Of course, once some of us got engaged, those hopes and dreams got kicked into high gear as the planning for the “happiest day of our lives” got underway. We spent more time planning for this single, four-hour event then preparing for the actual marriage.
Back when I was a newlywed, I wanted to do everything right. However, it didn’t take me long to figure out that I couldn’t do everything perfectly. I had endless questions and didn’t know who to turn to. For some reason I felt that as a Christian woman, I should be able to answer the questions, not ask them.
My husband and I both have parents who are divorced, and we purposed early on in our relationship to leave a different legacy. So over the next five years, I found godly women who wore a variety of hats (author, speaker, teacher, prayer warrior, business woman, volunteer, pastor’s wife … just to name a few) who mentored me, counseled me and prayed for me.
I discovered the definition of a good woman wasn’t so much about doing as it was about being.
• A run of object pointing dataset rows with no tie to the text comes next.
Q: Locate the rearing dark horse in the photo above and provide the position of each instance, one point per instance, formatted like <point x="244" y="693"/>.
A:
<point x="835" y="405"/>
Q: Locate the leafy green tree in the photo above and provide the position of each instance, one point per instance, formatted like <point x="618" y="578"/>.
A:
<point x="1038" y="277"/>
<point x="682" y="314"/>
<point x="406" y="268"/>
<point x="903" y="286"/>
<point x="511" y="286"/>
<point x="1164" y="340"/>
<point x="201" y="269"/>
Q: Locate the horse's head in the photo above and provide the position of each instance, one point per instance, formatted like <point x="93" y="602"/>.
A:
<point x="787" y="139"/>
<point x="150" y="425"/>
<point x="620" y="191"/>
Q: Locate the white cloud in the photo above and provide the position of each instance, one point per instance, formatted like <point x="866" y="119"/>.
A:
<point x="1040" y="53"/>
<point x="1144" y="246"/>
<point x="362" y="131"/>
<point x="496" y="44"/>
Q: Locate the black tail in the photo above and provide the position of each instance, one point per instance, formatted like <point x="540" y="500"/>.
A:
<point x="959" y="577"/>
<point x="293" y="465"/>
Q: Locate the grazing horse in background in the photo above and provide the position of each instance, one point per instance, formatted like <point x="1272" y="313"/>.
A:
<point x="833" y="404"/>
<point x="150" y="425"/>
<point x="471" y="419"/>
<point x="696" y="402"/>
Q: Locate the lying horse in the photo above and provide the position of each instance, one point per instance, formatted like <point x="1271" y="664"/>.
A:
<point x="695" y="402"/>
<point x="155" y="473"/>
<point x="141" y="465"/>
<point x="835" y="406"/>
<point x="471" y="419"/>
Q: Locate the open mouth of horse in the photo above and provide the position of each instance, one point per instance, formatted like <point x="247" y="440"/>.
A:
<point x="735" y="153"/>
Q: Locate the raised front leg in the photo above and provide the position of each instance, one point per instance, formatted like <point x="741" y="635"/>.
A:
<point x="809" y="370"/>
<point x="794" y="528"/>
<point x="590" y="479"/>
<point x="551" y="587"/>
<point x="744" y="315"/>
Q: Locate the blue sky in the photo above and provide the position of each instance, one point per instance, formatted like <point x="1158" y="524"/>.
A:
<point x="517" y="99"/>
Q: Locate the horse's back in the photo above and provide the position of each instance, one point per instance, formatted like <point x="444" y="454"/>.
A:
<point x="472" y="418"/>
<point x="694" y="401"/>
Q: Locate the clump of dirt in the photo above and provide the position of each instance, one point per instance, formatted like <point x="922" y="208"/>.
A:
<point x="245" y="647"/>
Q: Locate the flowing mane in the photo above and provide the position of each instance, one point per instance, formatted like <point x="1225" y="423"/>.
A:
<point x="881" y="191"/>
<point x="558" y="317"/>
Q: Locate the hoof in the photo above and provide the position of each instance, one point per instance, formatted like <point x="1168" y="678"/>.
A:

It has very little to do with how often I make homemade meals – and everything to do with how often I stop to pray. My decorating and cleaning will never compare to how well I surrender and submit, both to my Lord, my husband and the other authorities God has placed in my life. When I do these things, I find that my husband appreciates how I do things much more than what I’m actually doing for him.
One of my first and favorite questions posed to my mentors was, “What is the most important thing you’ve learned as a wife?”
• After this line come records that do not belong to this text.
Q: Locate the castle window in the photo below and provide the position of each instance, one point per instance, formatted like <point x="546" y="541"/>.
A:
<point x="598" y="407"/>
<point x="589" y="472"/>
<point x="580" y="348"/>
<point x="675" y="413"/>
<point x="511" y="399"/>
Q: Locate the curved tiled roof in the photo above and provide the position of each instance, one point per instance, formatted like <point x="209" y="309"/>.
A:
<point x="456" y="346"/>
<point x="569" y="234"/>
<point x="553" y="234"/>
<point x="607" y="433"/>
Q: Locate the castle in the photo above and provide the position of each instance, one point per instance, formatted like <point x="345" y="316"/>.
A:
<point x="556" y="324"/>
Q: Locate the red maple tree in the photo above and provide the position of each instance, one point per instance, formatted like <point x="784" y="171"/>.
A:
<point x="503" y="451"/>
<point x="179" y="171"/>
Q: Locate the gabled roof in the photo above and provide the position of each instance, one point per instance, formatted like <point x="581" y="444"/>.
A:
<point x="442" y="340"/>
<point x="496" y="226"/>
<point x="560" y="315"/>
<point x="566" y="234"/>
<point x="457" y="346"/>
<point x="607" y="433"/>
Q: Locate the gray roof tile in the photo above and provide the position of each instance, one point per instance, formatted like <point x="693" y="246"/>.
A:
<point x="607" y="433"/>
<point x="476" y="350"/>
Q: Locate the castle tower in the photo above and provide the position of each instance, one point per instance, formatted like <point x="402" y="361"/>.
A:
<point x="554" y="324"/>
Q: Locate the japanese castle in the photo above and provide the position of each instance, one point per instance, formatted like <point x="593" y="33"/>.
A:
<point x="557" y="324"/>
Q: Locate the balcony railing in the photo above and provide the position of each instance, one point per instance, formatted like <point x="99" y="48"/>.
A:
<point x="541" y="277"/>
The answers I received were practical to me as a newlywed but they are also important at any stage of life.
7 P’s to Making a Marriage Last
1. Personal relationship with God should be first
I am only as effective as a wife, mother and servant of God in proportion to my own spiritual growth. My relationship with Christ has nothing to do with the person I married or the people I spend time with but everything to do with the One who created and saved me.
2. Power of influence
“One of the most important things I’ve learned as a minister’s wife,” a friend noted, “is to understand my power of influence over my husband. The way I live can either make or break my husband’s ministry.” In the same way, the way I live can make or break someone’s opinion of my Savior. We must do our best, in word and deed, to serve God, our husbands and others whom God has placed in our lives. We must faithfully and accurately represent Jesus to a world full of hardened hearts.
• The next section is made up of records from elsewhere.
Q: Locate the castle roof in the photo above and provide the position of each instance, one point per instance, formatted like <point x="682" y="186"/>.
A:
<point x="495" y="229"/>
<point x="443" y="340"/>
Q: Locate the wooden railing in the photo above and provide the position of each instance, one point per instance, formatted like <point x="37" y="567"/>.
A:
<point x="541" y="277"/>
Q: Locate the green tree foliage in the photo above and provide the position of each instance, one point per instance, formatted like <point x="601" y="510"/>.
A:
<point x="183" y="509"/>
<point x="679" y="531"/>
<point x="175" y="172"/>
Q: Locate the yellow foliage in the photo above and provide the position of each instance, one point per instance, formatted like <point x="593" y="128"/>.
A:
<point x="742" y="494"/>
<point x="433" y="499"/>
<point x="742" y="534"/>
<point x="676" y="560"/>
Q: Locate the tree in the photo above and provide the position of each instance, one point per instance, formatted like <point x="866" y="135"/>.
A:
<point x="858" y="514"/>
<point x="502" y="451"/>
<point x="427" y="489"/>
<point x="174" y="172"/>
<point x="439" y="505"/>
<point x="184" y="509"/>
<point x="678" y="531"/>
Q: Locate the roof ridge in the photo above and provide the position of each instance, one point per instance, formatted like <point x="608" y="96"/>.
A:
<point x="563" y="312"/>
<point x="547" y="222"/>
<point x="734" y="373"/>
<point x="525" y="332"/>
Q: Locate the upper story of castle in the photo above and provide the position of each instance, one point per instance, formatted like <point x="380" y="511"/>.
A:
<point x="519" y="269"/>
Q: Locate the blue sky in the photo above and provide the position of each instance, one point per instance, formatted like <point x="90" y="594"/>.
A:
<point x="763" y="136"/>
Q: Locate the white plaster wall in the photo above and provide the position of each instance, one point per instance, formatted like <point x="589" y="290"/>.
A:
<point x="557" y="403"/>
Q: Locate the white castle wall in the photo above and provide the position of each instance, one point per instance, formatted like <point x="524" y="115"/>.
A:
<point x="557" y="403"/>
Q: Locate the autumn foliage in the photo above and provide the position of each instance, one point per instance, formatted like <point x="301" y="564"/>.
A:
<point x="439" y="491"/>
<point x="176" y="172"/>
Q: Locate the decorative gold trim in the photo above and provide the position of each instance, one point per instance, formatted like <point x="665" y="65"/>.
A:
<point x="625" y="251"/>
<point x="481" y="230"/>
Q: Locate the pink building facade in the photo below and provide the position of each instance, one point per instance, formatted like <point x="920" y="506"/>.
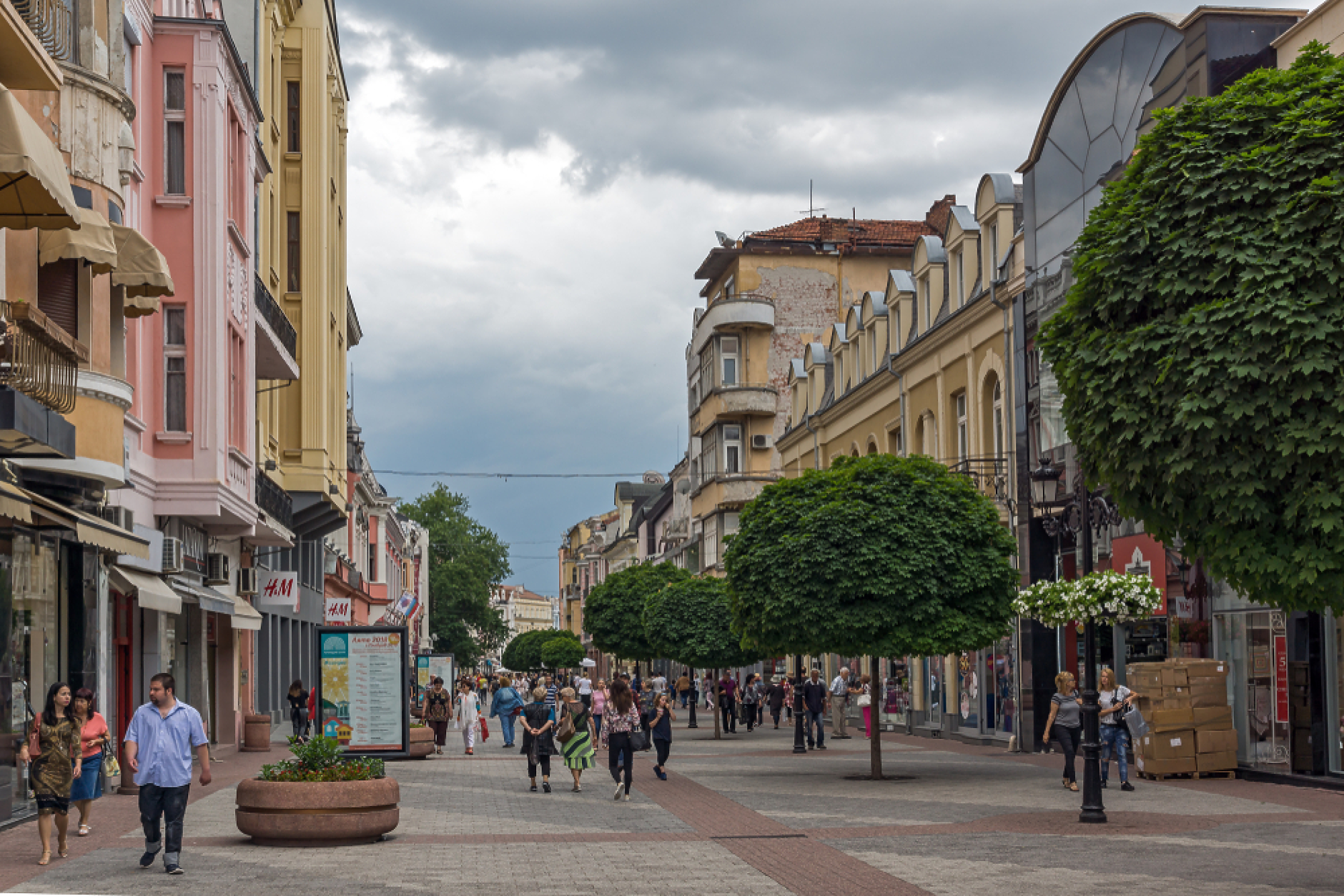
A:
<point x="190" y="432"/>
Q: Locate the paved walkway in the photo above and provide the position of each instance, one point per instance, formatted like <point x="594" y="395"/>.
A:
<point x="742" y="817"/>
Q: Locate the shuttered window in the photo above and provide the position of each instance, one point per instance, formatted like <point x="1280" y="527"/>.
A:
<point x="58" y="293"/>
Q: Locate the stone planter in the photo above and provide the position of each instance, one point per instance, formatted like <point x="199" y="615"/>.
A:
<point x="256" y="734"/>
<point x="336" y="813"/>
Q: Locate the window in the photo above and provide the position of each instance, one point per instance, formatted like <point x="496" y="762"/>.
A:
<point x="175" y="134"/>
<point x="292" y="114"/>
<point x="295" y="253"/>
<point x="999" y="421"/>
<point x="175" y="369"/>
<point x="731" y="449"/>
<point x="963" y="442"/>
<point x="728" y="359"/>
<point x="928" y="309"/>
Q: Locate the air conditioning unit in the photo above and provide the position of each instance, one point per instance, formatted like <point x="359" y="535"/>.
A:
<point x="217" y="569"/>
<point x="120" y="517"/>
<point x="172" y="554"/>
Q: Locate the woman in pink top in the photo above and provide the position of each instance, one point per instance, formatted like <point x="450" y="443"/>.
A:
<point x="600" y="696"/>
<point x="93" y="738"/>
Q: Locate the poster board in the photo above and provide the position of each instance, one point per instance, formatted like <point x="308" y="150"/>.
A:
<point x="435" y="665"/>
<point x="363" y="690"/>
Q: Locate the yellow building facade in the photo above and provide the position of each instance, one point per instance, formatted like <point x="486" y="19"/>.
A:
<point x="302" y="425"/>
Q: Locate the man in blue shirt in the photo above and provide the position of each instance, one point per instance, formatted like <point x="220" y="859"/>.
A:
<point x="159" y="743"/>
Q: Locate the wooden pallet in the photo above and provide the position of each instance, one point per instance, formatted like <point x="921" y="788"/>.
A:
<point x="1190" y="775"/>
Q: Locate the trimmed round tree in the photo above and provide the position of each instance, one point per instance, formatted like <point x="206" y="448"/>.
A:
<point x="878" y="555"/>
<point x="690" y="622"/>
<point x="562" y="653"/>
<point x="613" y="612"/>
<point x="1199" y="348"/>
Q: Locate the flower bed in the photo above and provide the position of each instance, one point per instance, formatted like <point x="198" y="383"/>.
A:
<point x="1107" y="595"/>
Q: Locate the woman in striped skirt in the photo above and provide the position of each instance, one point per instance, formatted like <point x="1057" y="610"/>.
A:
<point x="578" y="749"/>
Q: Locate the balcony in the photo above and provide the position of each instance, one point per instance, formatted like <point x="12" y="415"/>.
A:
<point x="277" y="342"/>
<point x="734" y="313"/>
<point x="275" y="502"/>
<point x="989" y="476"/>
<point x="742" y="399"/>
<point x="53" y="23"/>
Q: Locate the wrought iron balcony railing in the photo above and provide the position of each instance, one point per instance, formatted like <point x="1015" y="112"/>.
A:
<point x="275" y="314"/>
<point x="38" y="358"/>
<point x="54" y="24"/>
<point x="275" y="500"/>
<point x="989" y="476"/>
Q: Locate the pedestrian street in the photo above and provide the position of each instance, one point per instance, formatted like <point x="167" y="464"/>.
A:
<point x="742" y="816"/>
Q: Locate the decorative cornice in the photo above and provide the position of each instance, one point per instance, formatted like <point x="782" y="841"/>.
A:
<point x="102" y="387"/>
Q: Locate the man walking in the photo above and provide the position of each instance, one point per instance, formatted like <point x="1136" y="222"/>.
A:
<point x="815" y="703"/>
<point x="159" y="742"/>
<point x="839" y="696"/>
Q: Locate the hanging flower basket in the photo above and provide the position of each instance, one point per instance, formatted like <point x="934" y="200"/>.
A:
<point x="1108" y="595"/>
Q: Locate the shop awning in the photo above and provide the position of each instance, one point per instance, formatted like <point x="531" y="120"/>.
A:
<point x="154" y="593"/>
<point x="142" y="269"/>
<point x="90" y="529"/>
<point x="204" y="595"/>
<point x="34" y="183"/>
<point x="93" y="242"/>
<point x="15" y="504"/>
<point x="245" y="617"/>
Don’t allow the “work of God” to ever get in the way or replace the “work of God in your life.” If you don’t have a scheduled time set aside for those most important to you, it will never happen. Whether it’s a date night with your husband, personal time with the Lord, or dinner with loved ones, take time to schedule it.
4. Personal passion
We cannot be all things to all people. If you are married, be careful to preserve and protect your own passions and identity while encouraging your spouse in his own areas of ministry. Whether you’re married or single, never forget your dreams. God gave them to you for a reason. Do not think you are too weak to accomplish your dreams. You can do all things through Christ who strengthens you.
One of my mentors told me, “I’ve learned to fully worship God. That worship, in turn, made me feel more of God’s love, acceptance and presence.” We must pray continually (1 Thessalonians 5:17) because prayer is the source of communication and intimacy with God and one of the best ways to experience God’s love.
Put on the garment of peace and rest in His wisdom as you go along the life’s journey. Whether you’re single, married, widowed or divorced, take comfort in knowing that God knows your heart and will reveal to you the steps to take. Remember that your peace comes from Christ alone. There is nothing more powerful than a woman who is authentic before her God, her family and God’s people.
A friend once advised me, “My job is to make my husband look good doing his job.” She went on to remind me that constructive comments should be made at home, out of the earshot of others, and that I must be patient and pray my husband through the process. How true for all relationships! We must be supportive and patient – bearing with one another in love, just as Jesus exemplified for each one of us.
Let’s not forget the power of mentors. In Titus Chapter 2, we read: Teach the older women to live in a way that honors God. They must not slander others or be heavy drinkers. Instead, they should teach others what is good. These older women must train the younger women to love their husbands and their children, to live wisely and be pure, to work in their homes, to do good and to be submissive to their husbands. Then they will not bring shame on the Word of God.
Wherever you’re at in life, whether you’re a daughter, a mother, a grandmother, an aunt, a sister, a friend or all of the above, be a godly influence in someone’s life … and allow yourself to be influenced by a godly woman.